Mutational Analysis of The Er-Exit Code in The C-Terminal Domain of Kir6.2

Mutations in the gene encoding the potassium channel subunit Kir6.2 can cause congenital hyperinsulinism (CHI). CHI mutations severely affect channel function and trafficking in the beta-cell membrane. The present study reports a novel mutation, E282K, in the Kir6.2 subunit in a patient diagnosed with CHI. The impact of this mutation on channel trafficking is assessed by immunocytochemical studies, and channel function is determined by site-directed mutagenesis. Heterologous expression of Kir6.2 clearly showed that mutations in the DXE code cause the channel to be retained in the ER. Further mutagenic studies revealed that E282K could be a part of the DXE exit code. This raised the possibility that K-ATP channels may assemble with Sec 23/Sec 24 proteins and exit the ER in COPII vesicles in a process that requires a dominant negative form of Sar1-GTPase (one that was unable to hydrolyse GTP) and prevented the ER exit of wild-type channels.
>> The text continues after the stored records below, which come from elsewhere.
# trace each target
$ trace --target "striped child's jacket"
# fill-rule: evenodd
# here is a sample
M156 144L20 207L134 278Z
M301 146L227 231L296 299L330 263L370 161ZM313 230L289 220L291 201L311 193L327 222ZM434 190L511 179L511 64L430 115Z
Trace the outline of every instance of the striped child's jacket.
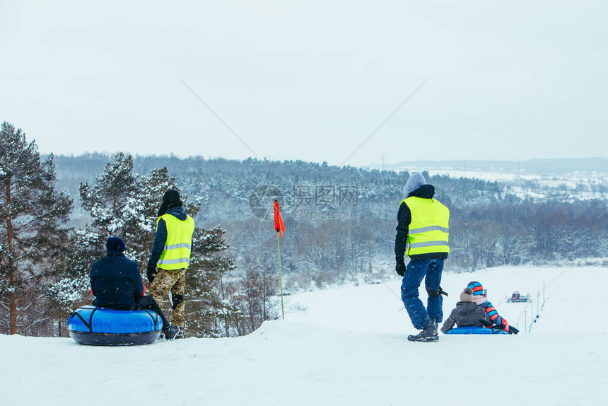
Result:
M484 298L481 298L483 299ZM473 301L477 303L477 306L480 306L486 311L486 313L490 317L490 320L492 320L493 323L497 325L502 325L503 326L504 326L505 331L509 330L509 323L507 323L507 320L501 317L501 315L498 314L498 312L496 311L496 309L494 308L494 306L492 306L491 303L489 302L488 301L481 302L481 300L478 301L476 299L477 299L477 298L473 298Z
This is due to the mutation in the C-terminal region which prevented the ER exit code. In conclusion, K-ATP channels use the DXE motif to export newly synthesized proteins from the ER. The functional importance of this code is demonstrated by the severity of CHI, which appears to be due to a genetic mutation in the DXE motif. Thus, the present study provides novel information that Kir6.2 is synthesized in the ER and exported with the aid of the DXE motif in its C-terminal region.